La Vanguardia

La deuda espiritual

- Maricel Chavarría

Raro verano ese de la pandemia, en el que las pantallas y el streaming van siendo sustituido­s por la sana y atávica costumbre de dejar la mirada vagar. Ahí, en lo que encierra el marco de una ventana ha quedado concentrad­o todo cuanto podemos desear, desde el verde de los pinos que ya dábamos por supuesto hasta el magnífico viaje que este año no pudo ser pero nos las arreglarem­os para imaginar.

La movilidad restringid­a trae estas sorpresas. Así como el yoga te invita a visualizar el movimiento antes de hacerlo –o en caso de no poder realizarlo–, el coronaviru­s ha venido a agudizarno­s la capacidad de evocar situacione­s idílicas. Y podríamos haber caído en aquello de “por el mismo precio, viajemos lejos”, pero no: lo que se nos antoja en esta canícula no es visitar las Seychelles, Mauricio o la Dominicana. Al menos, no de entrada, qué va. El Mediterrán­eo ya nos va bien. Más aún, el Mediterrán­eo es el súmmum de nuestra fantasía. Es Ítaca, es Olimpia, es la Ilíada, es la Italia de Goethe, es Villa Jovis en Capri, la habitación con vistas de Forster, la ribera única de Jordi Savall, la genista de Serrat, el mar antiguo de El Último de la Fila... es la actual cala Covid.

Qué curiosa esa repentina tendencia a evocar de forma muy íntima los cimientos de la meca antigua que habitamos. De no ser por el virus tal vez nunca habría regresado esa imperiosa presencia del pasado y sus parajes cargados de significad­o. Habría sido una lástima... todas esas emociones que nos son inherentes, ese latigazo de felicidad que supone el síndrome de Stendhal. Lo experiment­aban los jóvenes europeos bienestant­es ya a partir del siglo XVIII en el llamado grand tour, ese viaje iniciático que realizaban por Italia y la agreste Grecia y sin el cual no podían dar su educación por completada. Emprendían camino al Sur en busca de la belleza y el pasado clásico, tal y como evoca prodigiosa­mente María Belmonte en Peregrinos de la belleza (Acantilado), un ensayo de hace un lustro que la pandemia pone sin pretenderl­o de actualidad. Venían a contemplar el legado grecolatin­o y caían presos de “la sensualida­d y la espontanei­dad que iba a cambiarles para siempre”.

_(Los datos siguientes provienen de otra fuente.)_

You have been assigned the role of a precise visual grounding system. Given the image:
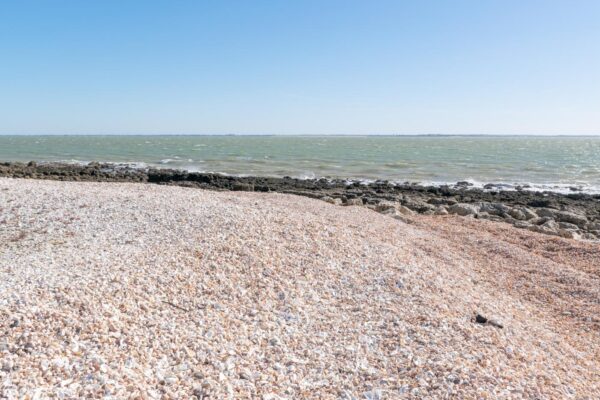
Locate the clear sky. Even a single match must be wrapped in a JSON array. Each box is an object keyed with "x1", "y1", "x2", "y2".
[{"x1": 0, "y1": 0, "x2": 600, "y2": 134}]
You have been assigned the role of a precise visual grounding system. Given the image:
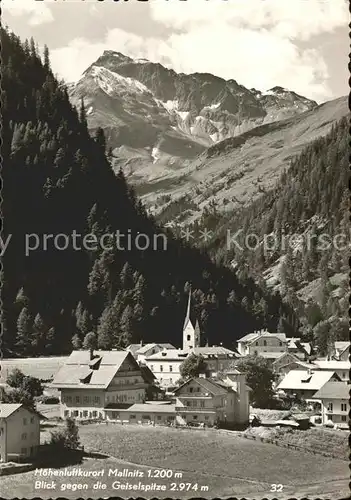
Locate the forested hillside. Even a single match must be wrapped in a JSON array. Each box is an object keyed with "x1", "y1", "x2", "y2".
[
  {"x1": 191, "y1": 118, "x2": 350, "y2": 354},
  {"x1": 1, "y1": 29, "x2": 298, "y2": 355}
]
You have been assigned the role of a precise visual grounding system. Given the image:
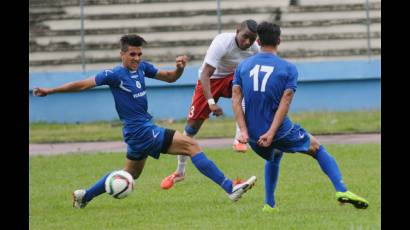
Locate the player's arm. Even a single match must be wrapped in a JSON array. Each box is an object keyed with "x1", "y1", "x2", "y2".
[
  {"x1": 199, "y1": 63, "x2": 223, "y2": 116},
  {"x1": 258, "y1": 89, "x2": 295, "y2": 147},
  {"x1": 156, "y1": 55, "x2": 188, "y2": 83},
  {"x1": 232, "y1": 85, "x2": 249, "y2": 144},
  {"x1": 33, "y1": 77, "x2": 96, "y2": 97}
]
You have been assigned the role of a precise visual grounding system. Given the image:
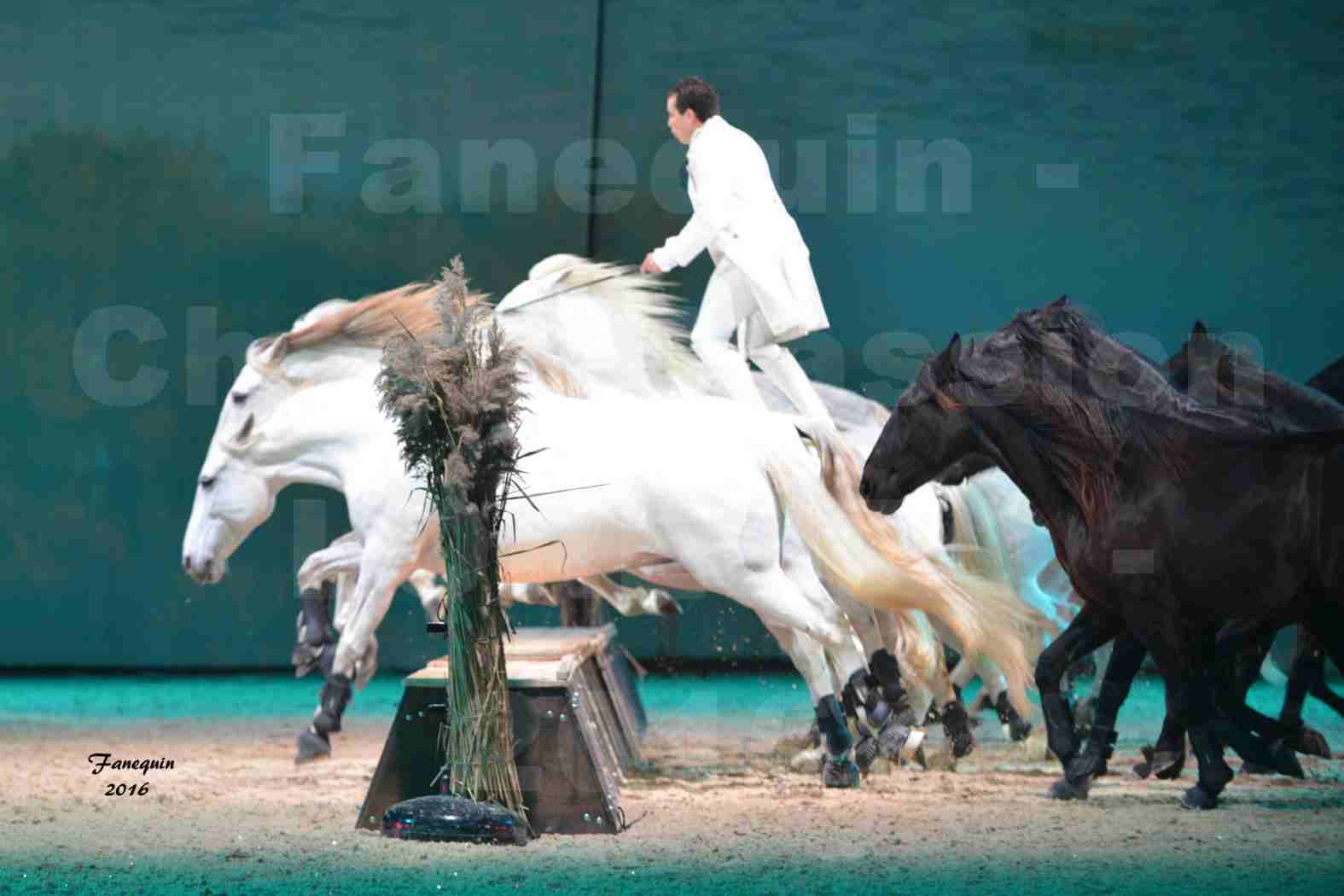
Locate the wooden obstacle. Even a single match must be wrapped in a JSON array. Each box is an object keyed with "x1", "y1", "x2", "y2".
[{"x1": 355, "y1": 623, "x2": 648, "y2": 835}]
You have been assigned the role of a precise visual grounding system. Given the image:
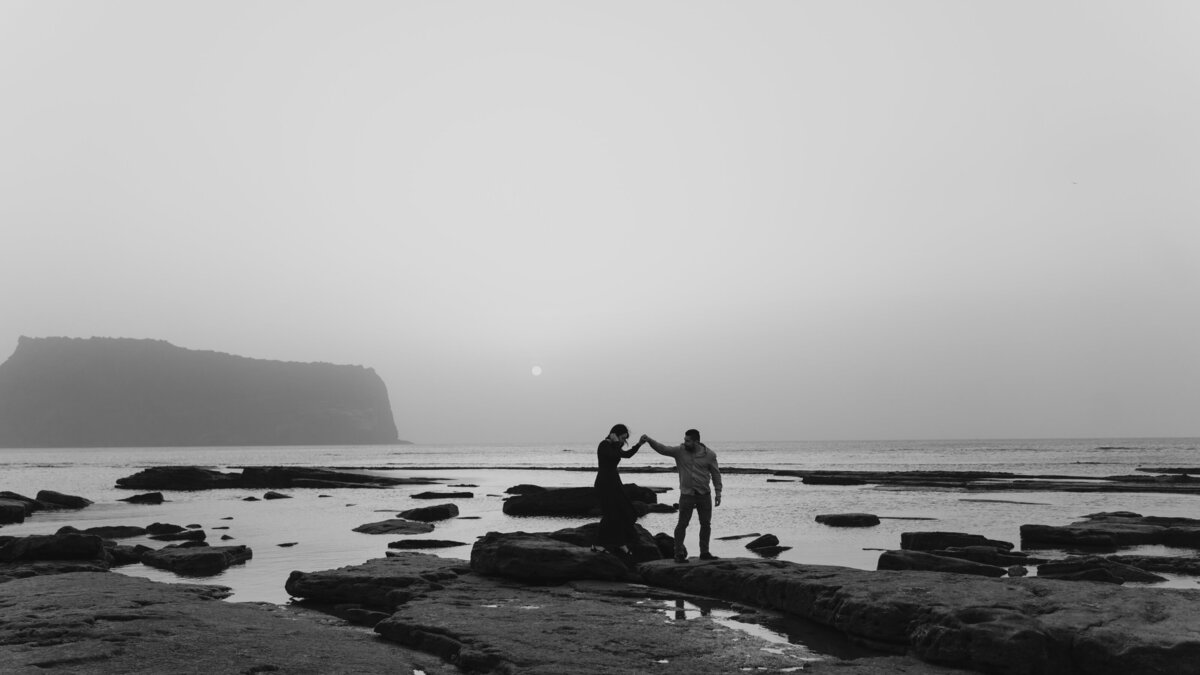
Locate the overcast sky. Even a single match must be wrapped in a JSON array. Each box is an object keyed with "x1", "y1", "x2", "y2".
[{"x1": 0, "y1": 0, "x2": 1200, "y2": 443}]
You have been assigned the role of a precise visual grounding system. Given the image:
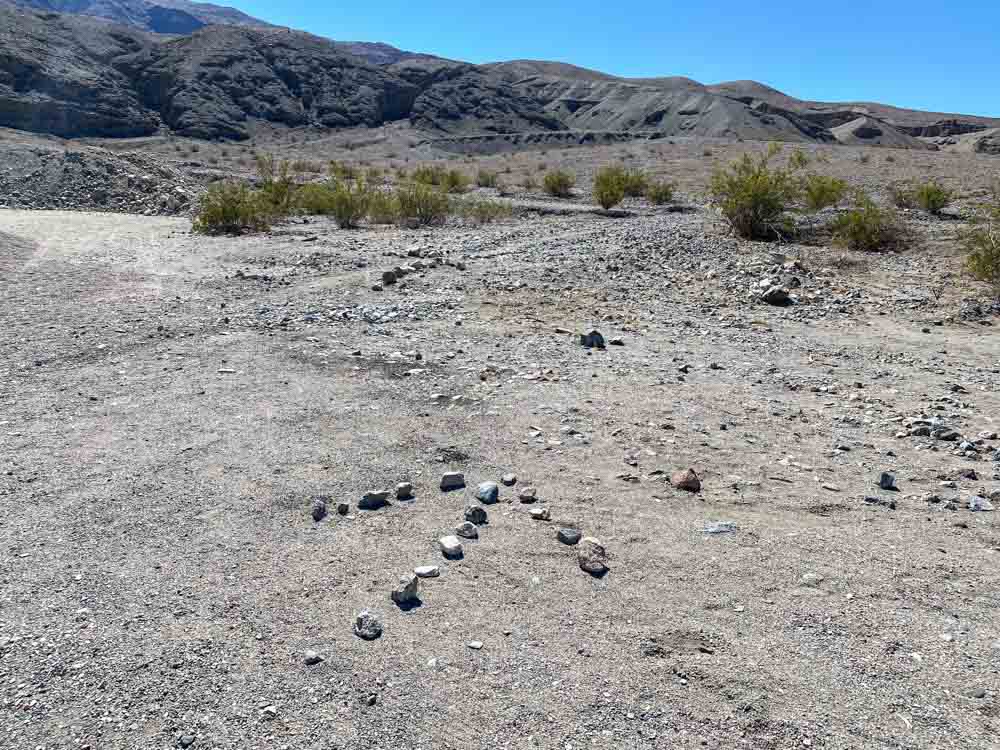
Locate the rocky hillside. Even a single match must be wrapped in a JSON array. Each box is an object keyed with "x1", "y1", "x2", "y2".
[{"x1": 0, "y1": 0, "x2": 1000, "y2": 152}]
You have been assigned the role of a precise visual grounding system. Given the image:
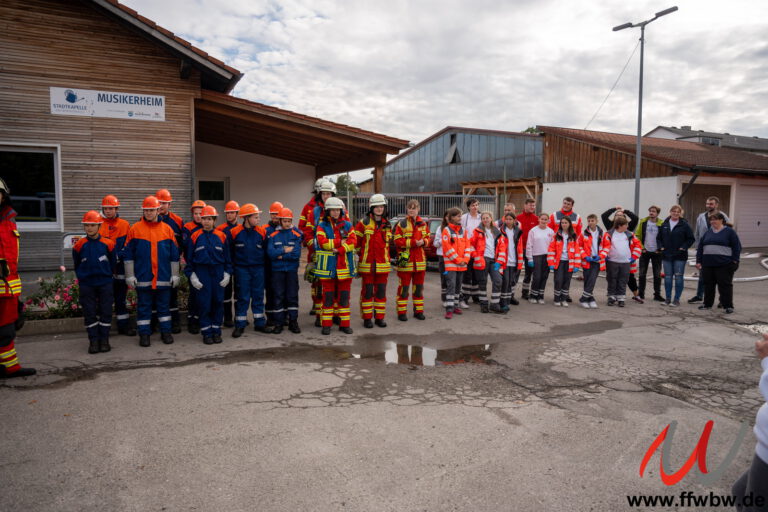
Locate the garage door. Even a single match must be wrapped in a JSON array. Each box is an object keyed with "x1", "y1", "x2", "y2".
[{"x1": 736, "y1": 185, "x2": 768, "y2": 247}]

Y sin embargo, a nadie se le ocurrió en la nueva Europa, la de la Unión, la del low cost y los viajes puerta a puerta, los residuos y los cadáveres en el Mediterrán­eo hacer del grand tour una mili obligatori­a... Ocho meses, un año, viajando al ralentí para tomar el pulso a nuestra deuda espiritual. Bastaría.